I'm here again, at the same hotel. And, that first afternoon, when I saw a small woman in her green cleaner's overall hunched over a newspaper I knew it had to be Miss Jo. Our mutual delight was wonderful. So much has happened in the past eight years and we had to cover it all. Her sister has died. My grandchildren have arrived. Hers have gone to university and are successful young people.

But what pleases me most is that she is still here. She is over eighty now. She always has her broom with her. I've seen her wave it round the floor just once. And occasionally she walks around looking purposeful. But she spends much of her time reading the newspapers (provided for guests) or talking with visitors. It seems that her employers have given up trying to insist she attend to her work and have taken a more compassionate attitude. This, the Hotel Puri in Malacca, is one of my favourite hotels in the world.

And someone is doing the cleaning, because the place is spotless.

Sunday, 1 February 2015

From One Jungle to Another

I've left the trees behind and made it to the jungle of Kuala Lumpur. It's not my favourite city - full of new skyscrapers, glass twinkling in the sunlight, with echoes of the old city squashed into precious corners. The traffic clogs the streets and belches fumes. The main escape, for people who live here, is in the air-conditioned shopping malls, where you can buy Levis, and pants from Marks and Spencer's. I've been up the Petronas Towers, to peer down on it all. Green space is precious here.

I miss the jungle of Fraser's Hill. I spent hours walking the trails, tramping deep into the rainforest. Although the leaflets suggest the paths are wide and easy - they fib. There is much scrambling, over tree roots, down banks to cross tiny streams that race down the hillsides. Everything smells damp - with occasional whiffs of animal.

For the jungle is teeming with wildlife. I was rewarded by the sight of two young gibbons playfighting - too far away to even think of a photograph. Besides I was mesmerised, as they threw themselves around in the trees and never fell to the ground - how did they do that? And I saw wild boar - from a safe distance. I saw the holes where tarantulas hide, ready to prey on unsuspecting birds. I saw an ants nest hung high in the trees. I saw wild ginger - that was the only plant I managed to recognise.

And yes, I was bitten by a leech. There's a first time for everything. I can tell you that the thought of it is far worse than the reality. It doesn't hurt - though it does bleed a lot. And it was worth it to see the gibbons.
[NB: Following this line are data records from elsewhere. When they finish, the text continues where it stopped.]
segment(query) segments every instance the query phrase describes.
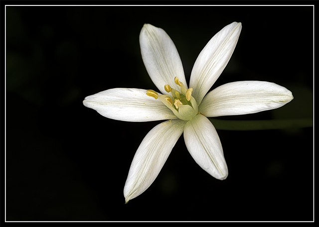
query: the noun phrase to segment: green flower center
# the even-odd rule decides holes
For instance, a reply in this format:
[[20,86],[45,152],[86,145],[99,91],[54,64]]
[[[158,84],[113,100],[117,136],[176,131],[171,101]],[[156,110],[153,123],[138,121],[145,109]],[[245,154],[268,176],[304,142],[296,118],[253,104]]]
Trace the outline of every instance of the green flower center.
[[168,84],[164,86],[165,91],[167,93],[170,93],[171,96],[159,95],[153,90],[147,90],[146,95],[155,99],[160,99],[178,118],[183,120],[189,120],[198,113],[197,102],[191,96],[193,89],[186,89],[177,77],[175,77],[174,81],[180,88],[179,91],[171,88]]

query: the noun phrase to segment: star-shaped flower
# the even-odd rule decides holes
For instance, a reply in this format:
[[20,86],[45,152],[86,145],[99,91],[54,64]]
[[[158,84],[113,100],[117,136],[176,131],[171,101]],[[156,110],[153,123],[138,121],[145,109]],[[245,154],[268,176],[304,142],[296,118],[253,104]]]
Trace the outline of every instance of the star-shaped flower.
[[168,120],[153,128],[136,151],[124,187],[127,203],[154,181],[183,132],[186,147],[196,162],[215,178],[225,179],[228,171],[221,143],[207,117],[257,113],[278,108],[293,100],[286,88],[263,81],[229,83],[207,94],[230,59],[241,27],[241,23],[234,22],[208,42],[195,62],[188,88],[171,39],[162,29],[145,24],[140,35],[142,58],[161,94],[114,88],[83,101],[86,107],[112,119]]

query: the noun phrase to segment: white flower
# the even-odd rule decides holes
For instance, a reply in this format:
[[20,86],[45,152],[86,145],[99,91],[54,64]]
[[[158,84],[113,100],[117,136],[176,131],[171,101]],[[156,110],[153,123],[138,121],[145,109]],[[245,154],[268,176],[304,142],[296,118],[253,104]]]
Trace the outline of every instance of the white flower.
[[124,187],[127,203],[150,187],[183,132],[187,148],[196,162],[215,178],[225,179],[228,172],[221,143],[206,117],[274,109],[293,99],[286,88],[262,81],[230,83],[206,95],[228,62],[241,30],[241,23],[234,22],[208,42],[195,62],[188,88],[172,41],[162,29],[145,24],[140,35],[142,55],[161,94],[115,88],[88,96],[83,101],[86,107],[112,119],[168,120],[152,129],[138,148]]

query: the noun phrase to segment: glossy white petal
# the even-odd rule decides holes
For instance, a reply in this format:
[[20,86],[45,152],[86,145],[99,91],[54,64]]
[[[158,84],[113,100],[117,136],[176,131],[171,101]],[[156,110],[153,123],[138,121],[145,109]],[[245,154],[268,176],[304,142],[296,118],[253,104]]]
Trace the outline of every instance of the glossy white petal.
[[83,104],[116,120],[150,121],[177,118],[159,99],[148,96],[144,89],[110,89],[88,96]]
[[201,51],[194,64],[189,87],[199,104],[228,63],[239,34],[241,23],[234,22],[212,38]]
[[185,123],[181,120],[167,120],[146,135],[136,151],[126,180],[124,196],[127,203],[153,183],[183,132]]
[[245,114],[279,108],[293,99],[290,91],[273,83],[238,81],[208,93],[199,111],[207,117]]
[[140,35],[141,52],[149,75],[162,94],[165,84],[179,90],[174,78],[187,87],[184,70],[177,50],[168,35],[161,28],[144,24]]
[[219,180],[228,175],[223,148],[216,129],[201,114],[187,122],[184,129],[185,143],[196,162],[213,177]]

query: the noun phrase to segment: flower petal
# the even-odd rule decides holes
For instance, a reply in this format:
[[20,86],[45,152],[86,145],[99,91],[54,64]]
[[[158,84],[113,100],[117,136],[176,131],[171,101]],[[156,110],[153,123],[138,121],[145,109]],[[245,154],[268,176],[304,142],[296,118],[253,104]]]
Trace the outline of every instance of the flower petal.
[[141,195],[153,183],[183,132],[185,121],[164,121],[153,128],[136,151],[129,172],[124,196],[126,203]]
[[279,108],[293,99],[290,91],[273,83],[238,81],[208,93],[199,111],[207,117],[245,114]]
[[198,105],[219,77],[231,57],[241,30],[241,23],[234,22],[213,37],[194,64],[189,87]]
[[223,148],[218,135],[210,121],[198,114],[187,122],[184,139],[196,162],[209,174],[219,180],[228,175]]
[[83,104],[116,120],[150,121],[177,118],[159,99],[148,96],[144,89],[109,89],[88,96]]
[[167,93],[164,89],[166,84],[180,89],[174,81],[175,77],[187,87],[178,52],[165,31],[151,24],[144,24],[140,34],[140,44],[145,67],[162,94]]

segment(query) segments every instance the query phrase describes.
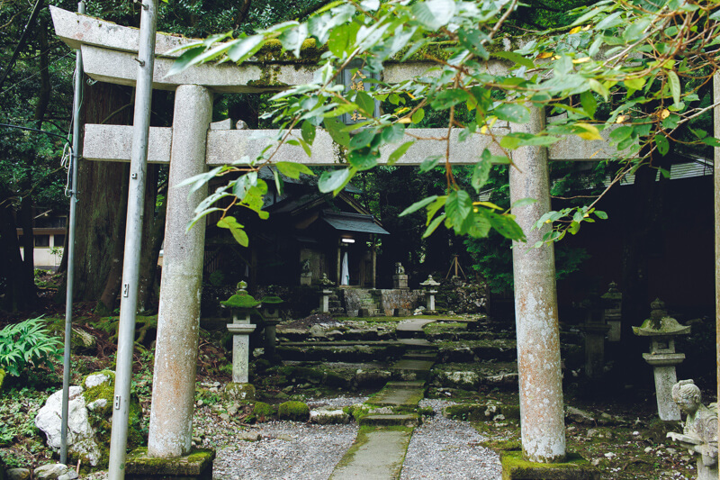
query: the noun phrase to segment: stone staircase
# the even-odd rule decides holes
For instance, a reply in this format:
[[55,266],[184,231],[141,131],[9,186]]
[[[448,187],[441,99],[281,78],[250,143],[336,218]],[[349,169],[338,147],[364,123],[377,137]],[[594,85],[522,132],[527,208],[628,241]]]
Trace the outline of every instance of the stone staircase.
[[359,419],[360,432],[330,475],[330,480],[400,477],[412,431],[420,422],[418,404],[425,396],[426,382],[436,359],[436,349],[423,336],[425,322],[407,324],[408,347],[391,367],[392,380],[369,398],[369,413]]

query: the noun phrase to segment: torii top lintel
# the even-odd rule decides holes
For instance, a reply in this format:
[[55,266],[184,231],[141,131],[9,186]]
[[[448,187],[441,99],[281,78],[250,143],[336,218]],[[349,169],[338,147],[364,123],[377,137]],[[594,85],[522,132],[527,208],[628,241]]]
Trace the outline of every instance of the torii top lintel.
[[[81,49],[86,73],[91,78],[120,85],[135,85],[140,31],[112,22],[50,6],[55,32],[73,49]],[[219,93],[253,93],[280,90],[291,85],[312,81],[316,69],[307,61],[248,61],[193,66],[182,73],[167,77],[179,53],[169,50],[196,39],[167,33],[156,36],[156,60],[153,88],[175,90],[181,85],[201,85]],[[403,81],[425,74],[435,64],[423,61],[388,63],[382,72],[388,83]],[[493,73],[505,70],[500,60],[488,63]]]
[[[68,12],[50,6],[55,32],[68,46],[81,49],[85,73],[103,82],[119,85],[135,85],[137,74],[138,45],[140,31],[123,27],[87,15]],[[156,60],[153,87],[175,90],[182,85],[197,85],[217,93],[254,93],[281,90],[291,85],[302,85],[312,81],[315,66],[308,63],[288,61],[248,61],[242,65],[231,62],[193,66],[182,73],[167,77],[173,62],[179,53],[169,50],[194,41],[182,36],[158,33],[156,37]],[[382,79],[387,83],[399,83],[408,78],[428,75],[427,70],[434,63],[423,61],[390,62],[382,71]],[[487,62],[488,70],[494,74],[507,71],[507,64],[500,60]],[[429,74],[432,75],[432,74]],[[500,127],[500,128],[498,128]],[[446,129],[413,129],[422,136],[442,137]],[[508,125],[496,125],[496,134],[503,135]],[[256,131],[211,130],[207,137],[207,158],[209,165],[232,163],[244,155],[253,158],[266,142],[258,139]],[[473,164],[483,149],[493,154],[502,152],[490,137],[474,135],[466,141],[458,141],[458,131],[454,131],[453,155],[454,164]],[[608,146],[609,129],[602,131],[606,140],[580,140],[570,138],[548,148],[548,158],[554,160],[599,160],[615,154]],[[86,125],[83,157],[86,159],[104,161],[129,161],[131,145],[131,127],[117,125]],[[149,162],[166,163],[170,159],[172,129],[151,128]],[[339,151],[329,135],[320,131],[316,139],[311,158],[308,158],[300,147],[283,146],[283,157],[291,161],[307,165],[331,165],[338,162]],[[386,146],[380,163],[387,161],[392,146]],[[419,165],[428,155],[444,155],[445,147],[433,140],[418,140],[398,162],[403,165]]]

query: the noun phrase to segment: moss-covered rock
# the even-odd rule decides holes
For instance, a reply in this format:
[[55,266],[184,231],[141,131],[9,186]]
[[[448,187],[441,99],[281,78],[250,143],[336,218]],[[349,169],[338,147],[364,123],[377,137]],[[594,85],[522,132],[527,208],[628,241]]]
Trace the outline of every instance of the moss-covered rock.
[[500,455],[502,478],[511,480],[599,480],[600,471],[578,454],[568,454],[562,463],[535,463],[523,457],[522,451],[504,451]]
[[253,415],[259,421],[266,421],[267,419],[272,418],[275,414],[275,409],[270,403],[265,402],[257,402],[253,407]]
[[277,408],[277,418],[280,420],[307,421],[310,418],[310,407],[303,402],[284,402],[280,403]]
[[255,386],[252,384],[230,382],[222,390],[226,400],[255,400]]

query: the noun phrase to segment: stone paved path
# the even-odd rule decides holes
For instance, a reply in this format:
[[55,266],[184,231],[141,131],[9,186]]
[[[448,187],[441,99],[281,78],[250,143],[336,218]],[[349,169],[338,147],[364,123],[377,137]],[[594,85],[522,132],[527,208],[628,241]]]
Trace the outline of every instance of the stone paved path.
[[435,364],[432,345],[422,339],[422,328],[435,322],[411,319],[400,322],[396,332],[408,339],[410,350],[392,367],[393,378],[365,405],[392,407],[392,412],[374,413],[360,421],[360,431],[330,475],[331,480],[400,478],[412,432],[419,423],[414,411],[425,394],[425,383]]

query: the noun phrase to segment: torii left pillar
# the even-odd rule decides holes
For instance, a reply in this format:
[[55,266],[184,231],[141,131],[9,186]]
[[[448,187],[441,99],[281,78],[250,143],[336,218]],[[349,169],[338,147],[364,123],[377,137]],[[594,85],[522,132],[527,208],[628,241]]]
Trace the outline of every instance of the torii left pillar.
[[207,188],[190,194],[182,181],[205,171],[212,93],[180,86],[175,95],[163,273],[155,347],[148,455],[172,458],[190,453],[197,369],[204,220],[187,230]]

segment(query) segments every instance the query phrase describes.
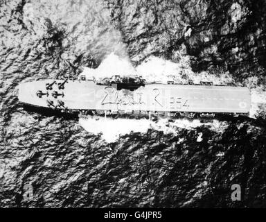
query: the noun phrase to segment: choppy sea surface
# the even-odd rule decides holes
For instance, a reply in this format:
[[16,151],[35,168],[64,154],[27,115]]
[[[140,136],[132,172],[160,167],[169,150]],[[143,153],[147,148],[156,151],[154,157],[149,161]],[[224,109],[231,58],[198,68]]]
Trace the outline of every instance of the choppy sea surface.
[[[265,9],[0,1],[0,207],[265,207]],[[20,83],[80,74],[241,83],[251,118],[84,119],[18,103]]]

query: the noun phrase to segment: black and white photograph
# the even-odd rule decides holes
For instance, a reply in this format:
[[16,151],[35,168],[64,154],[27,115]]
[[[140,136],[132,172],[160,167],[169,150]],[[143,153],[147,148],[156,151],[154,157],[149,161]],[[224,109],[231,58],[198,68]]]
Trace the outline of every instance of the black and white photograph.
[[264,207],[265,0],[0,0],[0,208]]

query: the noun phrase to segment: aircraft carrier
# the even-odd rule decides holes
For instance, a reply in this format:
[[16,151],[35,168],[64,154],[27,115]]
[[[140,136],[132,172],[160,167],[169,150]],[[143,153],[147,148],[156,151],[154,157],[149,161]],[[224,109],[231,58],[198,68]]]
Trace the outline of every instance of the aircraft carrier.
[[141,78],[114,76],[100,82],[45,79],[21,83],[20,103],[85,114],[142,113],[169,116],[249,115],[251,94],[245,87],[145,83]]

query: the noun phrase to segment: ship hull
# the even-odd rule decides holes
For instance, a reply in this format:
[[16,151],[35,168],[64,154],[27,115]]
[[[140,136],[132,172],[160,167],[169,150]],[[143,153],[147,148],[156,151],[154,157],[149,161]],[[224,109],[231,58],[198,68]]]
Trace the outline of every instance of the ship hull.
[[[131,91],[116,85],[100,85],[89,80],[54,80],[21,83],[19,101],[31,105],[72,111],[152,111],[247,114],[251,106],[247,87],[148,84]],[[43,94],[37,95],[38,92]],[[56,96],[55,96],[55,93]]]

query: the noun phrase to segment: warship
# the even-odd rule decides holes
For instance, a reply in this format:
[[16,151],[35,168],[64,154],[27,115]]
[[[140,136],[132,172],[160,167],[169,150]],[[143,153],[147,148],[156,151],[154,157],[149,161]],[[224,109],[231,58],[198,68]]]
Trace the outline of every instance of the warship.
[[186,84],[148,83],[141,77],[115,75],[100,80],[81,75],[76,79],[44,79],[21,83],[19,103],[85,115],[135,113],[150,115],[213,117],[248,116],[250,89],[202,81]]

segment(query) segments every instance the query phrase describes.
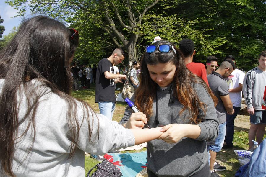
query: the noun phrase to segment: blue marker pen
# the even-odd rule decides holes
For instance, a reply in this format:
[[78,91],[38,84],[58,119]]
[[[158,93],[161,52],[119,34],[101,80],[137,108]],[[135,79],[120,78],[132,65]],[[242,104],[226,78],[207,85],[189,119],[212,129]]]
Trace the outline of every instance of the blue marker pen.
[[[127,97],[126,98],[126,99],[125,99],[125,101],[127,103],[127,105],[128,105],[128,106],[129,106],[131,108],[131,109],[132,109],[132,110],[134,112],[140,112],[138,109],[138,108],[137,108],[135,106],[134,103],[132,101],[128,98]],[[145,124],[145,126],[146,126],[147,127],[149,128],[150,128],[147,124]]]

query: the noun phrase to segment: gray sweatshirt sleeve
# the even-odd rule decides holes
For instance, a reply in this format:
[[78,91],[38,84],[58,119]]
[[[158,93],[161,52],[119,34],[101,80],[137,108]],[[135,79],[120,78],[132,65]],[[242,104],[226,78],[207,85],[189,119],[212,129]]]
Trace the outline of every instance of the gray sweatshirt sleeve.
[[[135,137],[130,129],[125,128],[103,115],[95,114],[90,111],[88,125],[87,120],[80,120],[82,123],[78,142],[80,149],[94,154],[103,155],[110,151],[134,145]],[[90,129],[92,130],[90,138]]]
[[200,127],[200,134],[196,139],[200,141],[213,140],[218,136],[219,130],[219,120],[213,101],[202,86],[195,84],[194,89],[200,100],[206,105],[207,107],[205,118],[197,124]]
[[248,108],[253,107],[252,105],[252,94],[255,74],[256,73],[254,71],[250,71],[245,76],[243,81],[243,95],[245,98],[246,104]]

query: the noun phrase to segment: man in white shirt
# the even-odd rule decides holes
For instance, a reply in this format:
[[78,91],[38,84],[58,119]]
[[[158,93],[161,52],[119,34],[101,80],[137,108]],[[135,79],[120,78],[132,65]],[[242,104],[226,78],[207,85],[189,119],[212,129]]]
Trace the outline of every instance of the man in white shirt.
[[91,70],[90,68],[88,66],[86,68],[86,84],[87,86],[87,88],[88,89],[90,88],[90,73]]
[[132,65],[133,68],[130,71],[130,80],[134,88],[136,89],[139,86],[139,79],[137,76],[137,70],[140,67],[140,62],[134,61]]
[[[231,60],[235,64],[235,58],[229,55],[225,57],[224,61]],[[227,84],[229,87],[229,96],[233,104],[235,112],[233,115],[226,114],[226,131],[224,149],[233,147],[233,141],[234,137],[234,121],[241,108],[242,97],[242,87],[245,73],[241,70],[236,68],[232,74],[227,79]]]

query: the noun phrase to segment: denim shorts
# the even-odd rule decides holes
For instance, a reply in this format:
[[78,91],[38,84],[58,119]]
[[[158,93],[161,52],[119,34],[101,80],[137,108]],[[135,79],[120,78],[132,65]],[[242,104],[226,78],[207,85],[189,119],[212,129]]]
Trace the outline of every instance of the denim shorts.
[[218,136],[214,140],[215,144],[209,146],[210,150],[216,153],[219,152],[221,150],[223,145],[226,130],[226,122],[219,125],[219,132]]
[[249,120],[251,124],[266,124],[266,110],[254,110],[254,114],[250,115]]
The morning before I left, I has a long conversation with the Chinese cook a the hotel. We talked about food, and about the jungle:

'Did you see a tiger?' he said.

'What tiger?'

'Only once, last year, tiger was seen here, at Fraser's Hill. Mostly they live high in the mountains.'

Note to daughters - I promise, I never knew there might be tigers. Being bitten by a leech feels insignificant when I could have been tiger-tea.